Channel decoding via deep learning (1)

The first series of posts will cover applications of deep learning to channel coding, which is a basic building block of communication systems. An encoder maps messages (e.g., bit sequence) to codewords, typically of longer lengths. A decoder maps noisy codewords to the estimate of messages, as illustrated in a simplified figure below

desk

The design of channel codes is directly related to the reliability of communication systems; practical value of better codes is enormous. The design of codes is also theoretically challenging and interesting; it has been a major area of study in information theory and coding theory for several decades since Shannon’s 1948 seminal paper.

As a first step towards revolutionizing channel coding via deep learning, we ask the very first natural question. Can we learn optimal decoders solely from data?

Learning channel decoders

We fix the encoder as one of the standard encoders and learn the decoder for practical channels. When we fix the encoder, there’re many possible choices - and we choose sequential codes, such as convolutional codes and turbo codes. There are many reasons to it. First of all, these codes are practical. These codes are actually used for mobile communications as in 4G LTE, and satellite communications. Secondly, these codes achieve performance close to the fundamental limit, which is a very strong property. Lastly, the recurrent nature of sequential encoding process aligns very well with the recurrent neural network structure. Let me elaborate on this.

desk

Sequential code

We’re going to show you an illusration of sequential code that maps a message sequence b to a codeword sequence c. We first take the first bit b₁, and update the state s₁, and the generate coded bits c₁ by looking at the state. Depending the rate of your code, c₁ can be of length 2 if it’s rate 1/2 or length 3 if it’s rate 1/3. And then you take the second bit b₂, then you update your state s₂ based on s₁ and b₂, and then geenrate coded bits c₂. And you do this recurrently, until you map the last bit b_K to the coded bit c_K.

Convolutional code

Convolutional code is an example of sequential codes. Here’s an example for a rate 1/2 convolutional code. Which maps bk to ck1 and ck2. The state is bk, bk-1, bk-2. Then the coded bits are convolution (or mod 2 sum) of the state bits.

Recurrent Neural Network

Okay now let’s look at the Reccurent Neural Network architecture — (RNN in short) is a good neural architecture for sequential mappings with memory.

The way it works is there is a hidden state h evolving through time. The hidden state keeps some information about the current and all the past inputs. The hidden state is updated as a function of previous hidden state and the input at the time. Then the output is another function of the hidden state at time i.

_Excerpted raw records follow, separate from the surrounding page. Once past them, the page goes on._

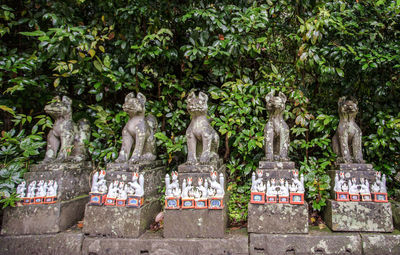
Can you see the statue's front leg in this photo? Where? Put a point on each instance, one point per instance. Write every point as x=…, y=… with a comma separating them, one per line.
x=206, y=153
x=139, y=145
x=191, y=142
x=53, y=143
x=269, y=141
x=127, y=142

In RNN, these f and g are some parametric functions. Depending on what parameteric functions you choose, the RNN can be a vanilla RNN, or LSTM, or GRU. And once you choose the parametric function, we then learn a good parameter through training.

So the RNN is a very natural fit to the sequential encoders.

Viterbi decoder

Now when it comes to decoding, for these sequential codes, there are well known decoders under AWGN settings - such as Viterbi and BCJR decoders …

Modelling an RNN decoder

The first thing to do is to model the decoder as a neural network. We model the decoder as a bi-directional RNN because the encoder is sequential. We model the decoder as a Bi-directional RNN (which has forward pass and baackward pass) because we’d like the decoder to look at the whole received sequence to estimate a certain bit.

from keras import backend as K

import tensorflow as tf

from keras.layers import LSTM, GRU, SimpleRNN



block_length = 100 # Length of input message sequence  

code_rate = 2 # Two coded bits per one message bit

num_rx_layer = 2

num_hunit_rnn_rx = 50

noisy_codeword = Input(shape=(step_of_history, code_rate)) # size is (100, 2) - notation! 

x = noisy_codeword

for layer in range(num_rx_layer):

   x = Bidirectional(GRU(units=num_hunit_rnn_rx, 

          activation='tanh',

          return_sequences=True))(x)

   x = BatchNormalization()(x)

x = TimeDistributed(Dense(1, activation='sigmoid'))(x)

Predictions = x

model = Model(inputs=noisy_codeword, outputs=predictions)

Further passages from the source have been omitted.